C’est l’un des grands moments du début de ce Festival d’Avignon 2010. Bouleversant à plus d’un titre. « Gardenia » du chorégraphe Alain Platel et du metteur en scène Frank Van Laecke prouve, une fois de plus, que le Théâtre flamand sait décaler notre regard vers les “angles morts” de notre société. Vanessa Van Durme que nous avions tant aimée ici lors de son dernier spectacle, leur a soufflé une idée de départ: réunir sur scène de « vieux travestis qui dansent gaiement sur une musique triste ! ». Quelque temps plus tard, ils sont sept sur scène autour de Vanessa et d’un jeune danseur pour faire revivre ce cabaret éphémère, pour que le rideau se lève enfin et dévoile un pan entier de l’histoire du spectacle vivant.

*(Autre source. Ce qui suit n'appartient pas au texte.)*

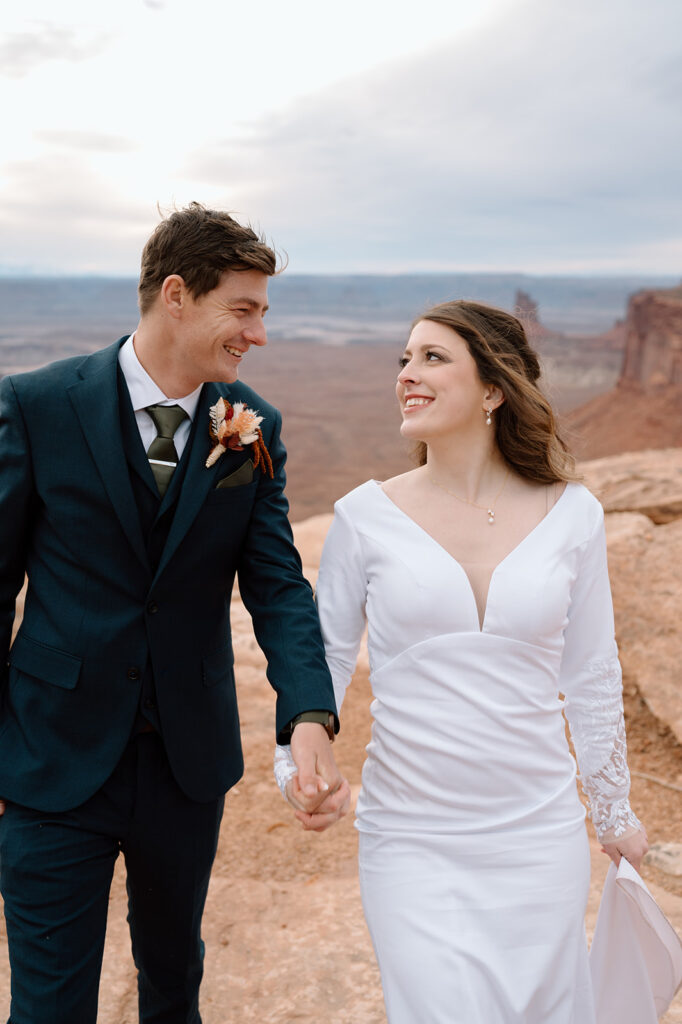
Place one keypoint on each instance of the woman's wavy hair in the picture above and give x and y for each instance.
(525, 427)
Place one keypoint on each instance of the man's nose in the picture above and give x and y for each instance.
(255, 334)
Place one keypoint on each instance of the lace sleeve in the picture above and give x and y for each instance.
(285, 767)
(591, 682)
(341, 598)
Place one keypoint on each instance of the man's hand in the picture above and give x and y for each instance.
(318, 792)
(332, 808)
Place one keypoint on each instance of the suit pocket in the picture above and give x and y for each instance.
(237, 479)
(218, 667)
(41, 662)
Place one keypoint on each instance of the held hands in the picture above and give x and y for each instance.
(631, 847)
(318, 793)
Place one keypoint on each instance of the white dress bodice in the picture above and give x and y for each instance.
(468, 735)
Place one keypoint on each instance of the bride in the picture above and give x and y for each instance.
(482, 577)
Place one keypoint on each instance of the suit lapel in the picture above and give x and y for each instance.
(95, 399)
(193, 485)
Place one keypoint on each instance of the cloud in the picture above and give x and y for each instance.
(86, 140)
(72, 217)
(22, 52)
(553, 135)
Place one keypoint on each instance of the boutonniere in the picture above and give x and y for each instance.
(235, 427)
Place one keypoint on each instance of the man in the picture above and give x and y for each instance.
(119, 726)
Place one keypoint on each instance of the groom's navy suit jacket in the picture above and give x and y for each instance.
(117, 602)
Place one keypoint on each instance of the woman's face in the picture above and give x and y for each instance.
(438, 387)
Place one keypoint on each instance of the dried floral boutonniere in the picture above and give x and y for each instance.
(233, 427)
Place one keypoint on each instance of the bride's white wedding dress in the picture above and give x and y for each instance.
(473, 856)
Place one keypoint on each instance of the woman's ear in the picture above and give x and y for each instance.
(494, 396)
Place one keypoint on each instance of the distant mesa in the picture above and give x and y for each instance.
(644, 411)
(525, 307)
(653, 340)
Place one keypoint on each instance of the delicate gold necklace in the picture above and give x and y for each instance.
(465, 501)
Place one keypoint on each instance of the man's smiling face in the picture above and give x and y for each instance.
(219, 327)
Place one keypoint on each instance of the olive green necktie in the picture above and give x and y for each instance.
(162, 452)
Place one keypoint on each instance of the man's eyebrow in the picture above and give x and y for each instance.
(248, 302)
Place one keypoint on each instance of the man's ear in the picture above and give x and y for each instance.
(174, 295)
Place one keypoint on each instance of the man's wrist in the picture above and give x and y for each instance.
(324, 718)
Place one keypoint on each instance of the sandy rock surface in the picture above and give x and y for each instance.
(648, 482)
(284, 928)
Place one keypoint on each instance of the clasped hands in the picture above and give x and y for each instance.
(318, 794)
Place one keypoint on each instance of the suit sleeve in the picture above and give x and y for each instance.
(280, 600)
(16, 489)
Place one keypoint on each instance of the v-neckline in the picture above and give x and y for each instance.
(480, 623)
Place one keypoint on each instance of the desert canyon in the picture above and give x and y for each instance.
(284, 928)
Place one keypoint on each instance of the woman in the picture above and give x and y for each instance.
(482, 576)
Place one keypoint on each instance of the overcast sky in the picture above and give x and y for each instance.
(373, 135)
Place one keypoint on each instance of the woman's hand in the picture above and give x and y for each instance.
(631, 847)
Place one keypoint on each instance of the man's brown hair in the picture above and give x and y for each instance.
(200, 245)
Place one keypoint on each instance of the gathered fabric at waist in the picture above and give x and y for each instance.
(468, 737)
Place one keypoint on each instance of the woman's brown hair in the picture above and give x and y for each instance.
(525, 427)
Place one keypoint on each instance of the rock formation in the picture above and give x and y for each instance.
(653, 340)
(645, 408)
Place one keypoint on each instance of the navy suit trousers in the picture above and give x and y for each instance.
(55, 873)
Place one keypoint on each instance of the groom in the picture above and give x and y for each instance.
(119, 727)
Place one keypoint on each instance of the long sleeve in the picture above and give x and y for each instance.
(591, 682)
(341, 600)
(341, 595)
(280, 599)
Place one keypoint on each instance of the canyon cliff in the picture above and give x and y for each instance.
(644, 410)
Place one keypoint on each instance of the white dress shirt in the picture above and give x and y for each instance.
(143, 391)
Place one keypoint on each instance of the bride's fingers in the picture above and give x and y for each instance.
(333, 808)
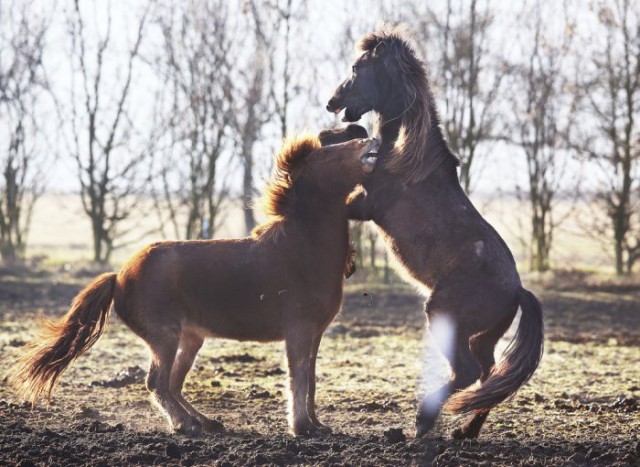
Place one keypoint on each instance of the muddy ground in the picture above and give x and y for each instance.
(582, 406)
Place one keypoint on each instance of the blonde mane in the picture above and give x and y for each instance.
(279, 197)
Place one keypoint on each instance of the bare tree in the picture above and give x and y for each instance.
(109, 170)
(23, 85)
(467, 74)
(614, 101)
(197, 63)
(251, 111)
(541, 91)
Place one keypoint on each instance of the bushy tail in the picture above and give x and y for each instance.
(62, 341)
(521, 359)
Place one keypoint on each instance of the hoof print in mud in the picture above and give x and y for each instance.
(395, 435)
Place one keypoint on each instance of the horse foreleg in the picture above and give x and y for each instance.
(311, 397)
(190, 344)
(465, 372)
(299, 343)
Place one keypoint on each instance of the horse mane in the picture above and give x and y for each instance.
(420, 146)
(278, 199)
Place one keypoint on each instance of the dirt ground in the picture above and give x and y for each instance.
(581, 407)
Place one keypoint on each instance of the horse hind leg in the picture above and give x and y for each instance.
(299, 343)
(465, 372)
(482, 347)
(163, 344)
(190, 344)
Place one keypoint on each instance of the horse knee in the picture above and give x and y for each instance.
(152, 379)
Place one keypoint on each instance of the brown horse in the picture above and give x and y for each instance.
(283, 283)
(440, 240)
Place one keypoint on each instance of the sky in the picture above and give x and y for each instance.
(499, 170)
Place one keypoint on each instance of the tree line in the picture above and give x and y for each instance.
(176, 100)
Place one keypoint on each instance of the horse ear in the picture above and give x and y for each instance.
(379, 50)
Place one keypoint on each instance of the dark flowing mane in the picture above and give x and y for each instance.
(420, 146)
(279, 198)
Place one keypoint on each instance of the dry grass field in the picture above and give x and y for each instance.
(581, 407)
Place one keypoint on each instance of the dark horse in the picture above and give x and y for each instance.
(284, 283)
(440, 240)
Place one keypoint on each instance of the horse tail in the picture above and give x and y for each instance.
(63, 340)
(521, 358)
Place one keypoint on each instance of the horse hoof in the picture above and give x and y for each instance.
(189, 428)
(324, 429)
(459, 434)
(213, 426)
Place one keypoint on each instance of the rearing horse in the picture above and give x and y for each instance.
(438, 237)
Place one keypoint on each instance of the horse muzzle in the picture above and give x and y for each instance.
(370, 158)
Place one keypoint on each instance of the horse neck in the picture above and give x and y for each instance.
(321, 222)
(436, 149)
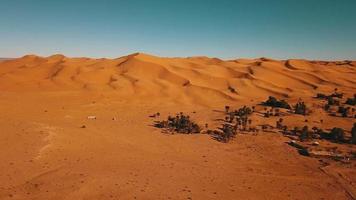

Autant enlever le masque. L’émotion ne m’a pas quitté tout au long de la représentation. De la première minute (si politique, tant attendu) à la dernière (si respectueuse de la part du public), j’ai baissé la garde pour (re) vivre mon histoire. Car ces hommes et ces femmes ont été sur la route de jeunes adultes perdus, apeurés par le sid’amour, pour leur donner la force de s’affranchir des habits sur pièce confectionnés par des familles oppressantes et une société autoritaire. Alors qu’ils s’avancent vers nous, dans leurs vêtements de ville, sur ce sol en pente, je sens que les lumières et la scène vont les libérer de cette atmosphère de maison de retraite dans laquelle nous les avions oubliés. Mais Alain Platel et Franck Van Laecke n’éludent en rien notre responsabilité d’avoir fait basculer cette pente afin que  disparaissent peu à peu ces corps qui nous ont pourtant tant donnés. Pas plus qu’ils n’épargnent le milieu de la nuit sur la violence de ses rapports sociaux et amoureux.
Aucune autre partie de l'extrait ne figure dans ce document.